# Installing Ceiling Medallion



## Thurman (Feb 9, 2009)

I would say this ceiling medallion is not going to be on the ceiling just by itself, or is it. Is there a light fixture or something else going up _after_ the ceiling medallion? Then, if so, this would aid in holding the medallion on.


----------



## Twister (Jul 5, 2009)

Yes, there will be a chandelier hanging from below the medallion. So, knowing that, how would you install the medallion?


----------



## canadaclub (Oct 19, 2006)

I have always used 2 screws with the MDF ones , countersank them and filled the holes with Drydex. I have been to customers' homes with 18" or more medallions and, while they haven't fallen, they have come away from the ceiling leaving an unsightly gap. For the polyurathane ones I just used adhesive.


----------



## loneframer (Mar 27, 2009)

Just by the stated weight, that is not MDF.:no:

Most likely it's a polyurethane foam, such as Fypon.

Any quality polyurethane adhesive will work. Just make sure it's centered properly on the fixture box, because it'll be there permanently once the adhesive is cured.

Either prop it up there, or better yet, use a few finish nails toed on an angle into the drywall to pinch it up there.
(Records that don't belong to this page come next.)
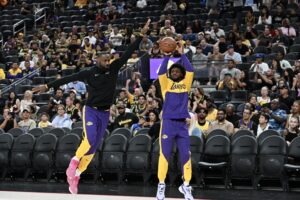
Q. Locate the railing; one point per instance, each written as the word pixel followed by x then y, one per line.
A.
pixel 19 26
pixel 39 14
pixel 19 81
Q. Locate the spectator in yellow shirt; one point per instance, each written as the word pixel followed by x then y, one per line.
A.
pixel 15 72
pixel 2 74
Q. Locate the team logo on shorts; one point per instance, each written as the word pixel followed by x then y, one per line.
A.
pixel 164 136
pixel 89 123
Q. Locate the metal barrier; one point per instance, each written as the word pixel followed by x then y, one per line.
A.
pixel 19 26
pixel 39 14
pixel 19 82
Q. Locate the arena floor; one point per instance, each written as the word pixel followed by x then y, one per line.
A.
pixel 89 191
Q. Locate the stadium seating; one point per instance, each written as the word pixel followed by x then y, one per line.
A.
pixel 43 155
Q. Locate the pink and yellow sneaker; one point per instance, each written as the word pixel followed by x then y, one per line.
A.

An 18 gauge brad nailer will do the trick.:thumbsup:


----------



## Twister (Jul 5, 2009)

*Medallion Material*



loneframer said:


> Just by the stated weight, that is not MDF.:no: Most likely it's a polyurethane foam, such as Fypon."
> 
> Loanframer -
> 
> ...


----------



## Ron6519 (Mar 28, 2007)

Use 4 trim screws and some construction adhesive.
Ron


----------